PURPOSE OF REVIEW: Immunotherapies, particularly immune checkpoint inhibitors (ICI), are revolutionary cancer therapies being increasingly applied to a broader range of cancers. Our understanding of the mechanism, epidemiology, diagnosis, and treatment of cardiotoxicity related to immunotherapies remains limited. We aim to synthesize the limited current literature on cardiotoxicity of ICIs and to share our opinions on the diagnosis and treatment of this condition. RECENT FINDINGS: The incidence of ICI-associated myocarditis ranges from 0.1 to 1%. Patients with ICI-associated myocarditis often have a fulminant course with a case fatality rate of 25-50%. The diagnosis of this condition poses many challenges because independently a normal electrocardiogram, biomarkers, or a preserved left ventricular function do not rule out ICI-associated myocarditis. Endomyocardial biopsy should be pursued when clinical suspicion remains despite normal non-invasive tests. Data on optimal screening and surveillance tools are lacking.
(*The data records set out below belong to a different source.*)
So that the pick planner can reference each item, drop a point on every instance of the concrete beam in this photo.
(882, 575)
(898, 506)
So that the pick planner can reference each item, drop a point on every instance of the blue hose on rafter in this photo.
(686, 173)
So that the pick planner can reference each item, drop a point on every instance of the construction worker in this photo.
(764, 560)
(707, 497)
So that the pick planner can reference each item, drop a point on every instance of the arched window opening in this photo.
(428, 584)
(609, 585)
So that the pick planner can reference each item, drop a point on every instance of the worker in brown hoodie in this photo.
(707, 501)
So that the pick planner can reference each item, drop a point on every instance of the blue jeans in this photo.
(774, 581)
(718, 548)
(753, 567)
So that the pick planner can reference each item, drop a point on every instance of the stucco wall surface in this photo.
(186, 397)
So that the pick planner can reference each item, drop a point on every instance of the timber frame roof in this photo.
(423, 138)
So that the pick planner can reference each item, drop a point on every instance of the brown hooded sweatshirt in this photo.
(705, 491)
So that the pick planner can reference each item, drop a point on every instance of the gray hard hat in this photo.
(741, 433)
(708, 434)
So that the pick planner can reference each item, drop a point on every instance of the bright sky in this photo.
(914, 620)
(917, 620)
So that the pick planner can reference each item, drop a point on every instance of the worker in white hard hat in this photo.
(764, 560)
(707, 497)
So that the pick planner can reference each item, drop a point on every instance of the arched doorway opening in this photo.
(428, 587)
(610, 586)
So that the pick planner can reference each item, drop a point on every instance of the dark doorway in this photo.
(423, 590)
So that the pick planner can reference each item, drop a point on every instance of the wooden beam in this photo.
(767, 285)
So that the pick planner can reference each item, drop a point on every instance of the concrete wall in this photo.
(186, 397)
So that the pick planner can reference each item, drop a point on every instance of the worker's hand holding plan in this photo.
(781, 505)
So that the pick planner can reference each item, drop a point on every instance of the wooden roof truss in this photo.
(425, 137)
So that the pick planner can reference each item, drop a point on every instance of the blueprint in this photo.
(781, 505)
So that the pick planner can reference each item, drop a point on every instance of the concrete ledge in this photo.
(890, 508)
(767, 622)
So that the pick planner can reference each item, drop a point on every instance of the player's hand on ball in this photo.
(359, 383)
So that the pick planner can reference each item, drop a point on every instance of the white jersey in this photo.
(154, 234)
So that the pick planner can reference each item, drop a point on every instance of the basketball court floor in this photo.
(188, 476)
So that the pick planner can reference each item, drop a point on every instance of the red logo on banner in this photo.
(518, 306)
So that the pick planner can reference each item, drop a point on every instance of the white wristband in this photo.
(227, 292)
Cessation of ICIs, combined with high dose corticosteroids and other immunosuppressant approaches are the cornerstones of the treatment of ICI-associated myocarditis. This condition may recur when patients are re-challenged with these agents and the decision to resume ICIs should be made through a multidisciplinary discussion. Immunotherapies have changed the landscape of cancer treatment. Recognizing and managing cardiotoxicity related to ICIs is of critical importance. Our understanding of ICI-cardiotoxicity has improved, but large information gaps remain for further research. Due to the high case fatality rate, any type of cardiac symptoms or signs in a patient who has recently started an ICI should prompt consideration of ICI-cardiotoxicity.